Even in the age of the Internet, this is not true.

There was a 60 Minutes episode on curing cancer last Sunday. The biotech guys have known about this for years. The information is publicly available, but unsurprisingly, most people don’t make the effort to learn about that stuff. It takes time for information to travel, sometimes a long time.

Most options are priced with similar assumptions. They’re modeled on something called geometric Brownian motion, which describes the behavior of a particle suspended in gas. The particle has no memory. It is path independent. But unlike the particle, the market has memory. People have memory. And as we demonstrated, it is path dependent. So its behavior will not be a true random walk.

People are slowly learning what the quant guys have known for years: the market is not random, and you can profit from that.
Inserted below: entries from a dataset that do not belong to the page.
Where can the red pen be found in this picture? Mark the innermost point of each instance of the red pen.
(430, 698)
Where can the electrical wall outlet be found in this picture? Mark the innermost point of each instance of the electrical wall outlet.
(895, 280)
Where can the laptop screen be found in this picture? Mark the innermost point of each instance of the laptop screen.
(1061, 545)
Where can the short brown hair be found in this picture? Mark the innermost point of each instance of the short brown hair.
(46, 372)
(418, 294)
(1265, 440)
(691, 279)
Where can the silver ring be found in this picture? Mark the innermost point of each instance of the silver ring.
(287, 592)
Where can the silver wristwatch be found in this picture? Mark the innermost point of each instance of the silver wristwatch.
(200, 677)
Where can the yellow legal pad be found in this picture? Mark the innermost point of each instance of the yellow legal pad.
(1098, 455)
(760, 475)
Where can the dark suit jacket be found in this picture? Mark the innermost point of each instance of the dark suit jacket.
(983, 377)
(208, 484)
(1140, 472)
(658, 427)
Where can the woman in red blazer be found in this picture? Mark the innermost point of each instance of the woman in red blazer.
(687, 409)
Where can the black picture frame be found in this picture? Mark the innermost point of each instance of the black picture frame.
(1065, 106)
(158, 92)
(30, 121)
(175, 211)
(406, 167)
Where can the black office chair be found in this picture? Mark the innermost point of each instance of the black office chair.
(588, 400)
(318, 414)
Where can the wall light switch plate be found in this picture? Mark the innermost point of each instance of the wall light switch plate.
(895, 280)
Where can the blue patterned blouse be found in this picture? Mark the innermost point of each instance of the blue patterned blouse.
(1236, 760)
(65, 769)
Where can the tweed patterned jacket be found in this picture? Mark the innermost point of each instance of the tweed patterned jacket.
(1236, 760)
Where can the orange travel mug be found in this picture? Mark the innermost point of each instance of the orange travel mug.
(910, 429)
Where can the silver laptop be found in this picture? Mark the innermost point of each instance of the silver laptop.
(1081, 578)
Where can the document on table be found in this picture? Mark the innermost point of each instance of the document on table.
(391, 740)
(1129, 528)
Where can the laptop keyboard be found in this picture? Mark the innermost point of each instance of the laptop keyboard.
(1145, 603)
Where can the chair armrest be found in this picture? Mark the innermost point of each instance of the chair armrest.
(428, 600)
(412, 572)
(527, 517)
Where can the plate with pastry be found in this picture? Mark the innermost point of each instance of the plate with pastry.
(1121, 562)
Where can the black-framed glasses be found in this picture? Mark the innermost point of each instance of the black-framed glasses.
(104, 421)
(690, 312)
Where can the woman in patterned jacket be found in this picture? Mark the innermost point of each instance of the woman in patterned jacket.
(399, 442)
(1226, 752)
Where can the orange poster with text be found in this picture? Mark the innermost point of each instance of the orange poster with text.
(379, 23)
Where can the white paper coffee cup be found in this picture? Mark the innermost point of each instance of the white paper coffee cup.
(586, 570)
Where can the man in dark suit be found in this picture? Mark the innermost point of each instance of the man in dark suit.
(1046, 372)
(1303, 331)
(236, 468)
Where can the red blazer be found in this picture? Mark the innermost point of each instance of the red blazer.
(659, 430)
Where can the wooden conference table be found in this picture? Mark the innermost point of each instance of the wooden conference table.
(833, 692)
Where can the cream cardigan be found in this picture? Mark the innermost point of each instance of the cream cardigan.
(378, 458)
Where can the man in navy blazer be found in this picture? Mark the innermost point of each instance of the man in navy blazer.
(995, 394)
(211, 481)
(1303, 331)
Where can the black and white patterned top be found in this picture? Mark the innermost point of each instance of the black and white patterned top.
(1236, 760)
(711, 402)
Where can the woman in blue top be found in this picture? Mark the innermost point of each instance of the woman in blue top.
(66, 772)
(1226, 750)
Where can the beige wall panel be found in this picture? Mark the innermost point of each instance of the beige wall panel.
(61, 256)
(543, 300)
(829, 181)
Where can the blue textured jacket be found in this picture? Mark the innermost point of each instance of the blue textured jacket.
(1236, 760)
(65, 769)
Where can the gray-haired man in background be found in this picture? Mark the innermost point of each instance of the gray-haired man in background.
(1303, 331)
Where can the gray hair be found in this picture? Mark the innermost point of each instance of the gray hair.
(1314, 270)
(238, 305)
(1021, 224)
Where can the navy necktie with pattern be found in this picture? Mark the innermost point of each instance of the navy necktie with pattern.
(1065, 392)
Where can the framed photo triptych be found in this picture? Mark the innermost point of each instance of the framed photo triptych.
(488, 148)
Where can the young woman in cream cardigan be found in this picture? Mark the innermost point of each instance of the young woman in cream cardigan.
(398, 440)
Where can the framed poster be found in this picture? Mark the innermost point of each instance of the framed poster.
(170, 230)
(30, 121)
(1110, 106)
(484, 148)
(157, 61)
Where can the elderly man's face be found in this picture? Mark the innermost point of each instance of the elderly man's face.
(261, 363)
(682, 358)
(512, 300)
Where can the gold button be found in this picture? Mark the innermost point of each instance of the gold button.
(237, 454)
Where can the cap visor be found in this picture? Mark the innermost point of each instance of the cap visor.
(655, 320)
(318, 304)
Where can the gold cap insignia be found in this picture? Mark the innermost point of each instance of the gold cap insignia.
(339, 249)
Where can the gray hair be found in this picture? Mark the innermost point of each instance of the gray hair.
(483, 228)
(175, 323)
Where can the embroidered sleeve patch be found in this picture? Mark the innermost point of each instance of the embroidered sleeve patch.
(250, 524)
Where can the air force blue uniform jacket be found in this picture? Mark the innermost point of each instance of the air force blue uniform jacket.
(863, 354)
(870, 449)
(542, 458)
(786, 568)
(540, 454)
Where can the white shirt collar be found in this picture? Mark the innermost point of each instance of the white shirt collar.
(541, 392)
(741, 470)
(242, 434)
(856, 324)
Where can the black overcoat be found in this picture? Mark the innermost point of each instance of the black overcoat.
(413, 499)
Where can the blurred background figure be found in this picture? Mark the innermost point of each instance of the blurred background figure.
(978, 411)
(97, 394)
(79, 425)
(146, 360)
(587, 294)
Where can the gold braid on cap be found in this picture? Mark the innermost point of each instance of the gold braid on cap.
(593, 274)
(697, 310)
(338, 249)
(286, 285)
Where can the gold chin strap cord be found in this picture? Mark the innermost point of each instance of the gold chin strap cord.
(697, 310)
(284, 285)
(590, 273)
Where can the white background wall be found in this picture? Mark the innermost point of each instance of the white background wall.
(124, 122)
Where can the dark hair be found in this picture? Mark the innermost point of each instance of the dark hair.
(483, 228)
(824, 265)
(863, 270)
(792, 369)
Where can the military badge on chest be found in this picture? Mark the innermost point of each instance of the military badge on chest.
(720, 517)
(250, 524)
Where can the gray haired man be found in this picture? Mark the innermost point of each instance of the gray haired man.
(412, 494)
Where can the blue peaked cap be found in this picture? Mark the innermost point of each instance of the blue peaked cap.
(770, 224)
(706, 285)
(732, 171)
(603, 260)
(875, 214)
There would be no commodity trading advisors (CTAs) if the market were random. But the guys who have disproved market efficiency are making too much money to bother filling out a Nobel Prize application.

This is the problem technical analysis claims to solve. The technical guys are half right. The market is path dependent, yes, and they have constructed a set of rules to describe this behavior. Problem is, sometimes the rules work… sometimes they don’t. Technical analysis is most helpful as a guide rather than gospel.

This is a roundabout way of saying that the efficient-market people who tell you that you can’t beat the market so you shouldn’t try—well, those people suck. Don’t hang around with those people. Deep down, I have always felt that you should try. Anything worth doing is worth doing well.